Back in its day, a movie like Space Jam didn’t need good reviews. Moreover, the critical establishment was willing to bend over backward to acknowledge its charms because they had a steady diet of adult-skewing, star-driven, non-franchise “movie-movies” alongside the PG-rated basketball fantasy. My despair over A New Legacy isn’t that it exists (my ten-year-old enjoyed it just fine), but that the likes of Daylight and Michael no longer do at the theatrical level.

We’ll see how it legs out over the weekend, but at the very least Space Jam: A New Legacy is thus far playing as it might have had it slightly disappointed (the original opened with $29 million or $60 million adjusted-for-inflation in 1996) in non-Covid times. In this environment, with HBO Max availability, a still-serious Covid threat and the film playing specifically to unvaccinated kids and at least some overall demographics disproportionately affected by the pandemic, a $13.1 million Friday for Space Jam: A New Legacy qualifies as a slam dunk.

The other main newbie this weekend was Sony’s Escape Room: Tournament of Champions. The first Escape Room was a surprisingly good surprise hit, earning $57 million domestic and $155 million worldwide on a $9 million budget in January of 2019. The PG-13, tension-over-gore psychological thriller which played as a kind of “Saw 4 Kidz” ended up grossing more (sans inflation) than any actual Saw movie save for Saw III.

The clever and engrossing flick was an ideal “rip-off, don’t remake” example of putting an original spin on an established formula and getting your own unique franchise. It’s not quite as big as when The Fast and the Furious essentially remade Point Break, but you get the idea. In a non-Covid time, Tournament of Champions may well have been a mild breakout sequel, as pretty much everyone who discovered the first Escape Room over the last 2.5 years has enjoyed it.

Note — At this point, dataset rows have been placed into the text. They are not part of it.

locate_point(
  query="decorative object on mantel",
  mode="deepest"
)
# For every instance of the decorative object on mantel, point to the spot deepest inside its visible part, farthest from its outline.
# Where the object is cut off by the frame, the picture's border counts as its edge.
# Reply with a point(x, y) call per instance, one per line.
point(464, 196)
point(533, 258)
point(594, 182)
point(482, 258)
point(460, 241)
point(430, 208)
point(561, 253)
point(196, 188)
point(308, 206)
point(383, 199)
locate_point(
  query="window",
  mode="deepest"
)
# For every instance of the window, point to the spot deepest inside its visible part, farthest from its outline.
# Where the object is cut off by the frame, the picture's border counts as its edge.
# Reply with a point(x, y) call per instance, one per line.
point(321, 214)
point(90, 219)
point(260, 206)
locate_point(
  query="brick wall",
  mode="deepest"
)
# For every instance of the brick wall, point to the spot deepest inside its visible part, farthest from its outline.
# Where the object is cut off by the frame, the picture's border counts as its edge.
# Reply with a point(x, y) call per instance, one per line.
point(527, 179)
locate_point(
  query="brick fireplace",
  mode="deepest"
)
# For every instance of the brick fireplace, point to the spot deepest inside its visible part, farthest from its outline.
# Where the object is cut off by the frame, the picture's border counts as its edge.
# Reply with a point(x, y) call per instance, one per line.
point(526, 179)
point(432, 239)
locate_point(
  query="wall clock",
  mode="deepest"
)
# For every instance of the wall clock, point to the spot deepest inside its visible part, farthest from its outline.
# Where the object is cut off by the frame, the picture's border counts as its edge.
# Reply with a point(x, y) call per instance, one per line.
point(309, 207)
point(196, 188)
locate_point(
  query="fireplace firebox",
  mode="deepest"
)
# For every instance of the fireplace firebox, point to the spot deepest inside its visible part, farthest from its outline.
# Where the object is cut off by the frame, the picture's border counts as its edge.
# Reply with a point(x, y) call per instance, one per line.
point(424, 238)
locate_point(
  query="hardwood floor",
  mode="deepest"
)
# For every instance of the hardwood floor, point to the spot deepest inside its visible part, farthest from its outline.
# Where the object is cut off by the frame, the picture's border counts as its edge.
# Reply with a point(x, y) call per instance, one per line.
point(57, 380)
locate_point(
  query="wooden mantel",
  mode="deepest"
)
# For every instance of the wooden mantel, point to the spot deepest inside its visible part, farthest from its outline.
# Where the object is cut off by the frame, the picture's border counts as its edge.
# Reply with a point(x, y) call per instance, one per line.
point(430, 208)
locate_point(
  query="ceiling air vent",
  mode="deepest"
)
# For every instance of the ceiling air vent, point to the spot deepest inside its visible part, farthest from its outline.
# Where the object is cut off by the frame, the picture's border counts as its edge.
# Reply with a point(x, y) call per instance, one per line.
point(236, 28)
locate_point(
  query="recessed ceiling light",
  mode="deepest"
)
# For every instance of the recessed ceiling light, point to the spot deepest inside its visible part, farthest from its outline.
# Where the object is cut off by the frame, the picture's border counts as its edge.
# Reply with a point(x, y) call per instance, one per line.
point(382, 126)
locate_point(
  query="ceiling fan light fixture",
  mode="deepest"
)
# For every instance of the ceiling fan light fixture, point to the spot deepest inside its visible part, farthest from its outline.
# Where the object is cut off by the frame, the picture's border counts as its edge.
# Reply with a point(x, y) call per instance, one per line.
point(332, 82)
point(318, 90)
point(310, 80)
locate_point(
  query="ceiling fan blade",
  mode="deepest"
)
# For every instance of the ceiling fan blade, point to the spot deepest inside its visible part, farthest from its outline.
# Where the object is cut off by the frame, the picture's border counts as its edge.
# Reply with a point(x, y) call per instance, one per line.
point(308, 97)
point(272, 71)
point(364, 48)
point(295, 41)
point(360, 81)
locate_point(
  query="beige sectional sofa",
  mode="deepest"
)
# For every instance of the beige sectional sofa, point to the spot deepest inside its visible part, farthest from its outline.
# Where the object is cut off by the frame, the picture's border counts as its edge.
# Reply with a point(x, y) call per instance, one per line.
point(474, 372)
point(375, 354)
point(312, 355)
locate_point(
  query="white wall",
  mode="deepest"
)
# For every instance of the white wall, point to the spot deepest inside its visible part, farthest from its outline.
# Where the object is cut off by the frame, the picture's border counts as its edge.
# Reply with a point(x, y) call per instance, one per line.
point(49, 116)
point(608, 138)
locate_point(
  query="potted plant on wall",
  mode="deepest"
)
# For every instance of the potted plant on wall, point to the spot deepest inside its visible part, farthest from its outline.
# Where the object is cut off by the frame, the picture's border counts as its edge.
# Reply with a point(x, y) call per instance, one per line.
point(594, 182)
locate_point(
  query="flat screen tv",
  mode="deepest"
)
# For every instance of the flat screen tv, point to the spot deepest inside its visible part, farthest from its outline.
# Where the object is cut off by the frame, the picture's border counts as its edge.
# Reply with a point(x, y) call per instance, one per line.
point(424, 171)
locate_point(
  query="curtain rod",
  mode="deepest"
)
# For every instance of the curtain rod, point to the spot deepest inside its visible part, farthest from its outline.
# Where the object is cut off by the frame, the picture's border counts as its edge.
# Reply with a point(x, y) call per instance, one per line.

However, things being what they are, the $15 million, PG-13 sequel, which pits survivors of various Escape Room games alongside each other in a bigger, deadlier, etc. game of cooperation and skill, will have to settle for a $3.75 million Friday and a likely $8.2 million opening weekend. I’m hoping this one legs out because it too is damn fun and even more its own specific thing beyond the initial Saw Jr. angle. One nice thing is that both of this weekend’s new wide releases, LeBron James’ Space Jam 2 and Taylor Russell’s Escape Room 2, are fronted by Black actors.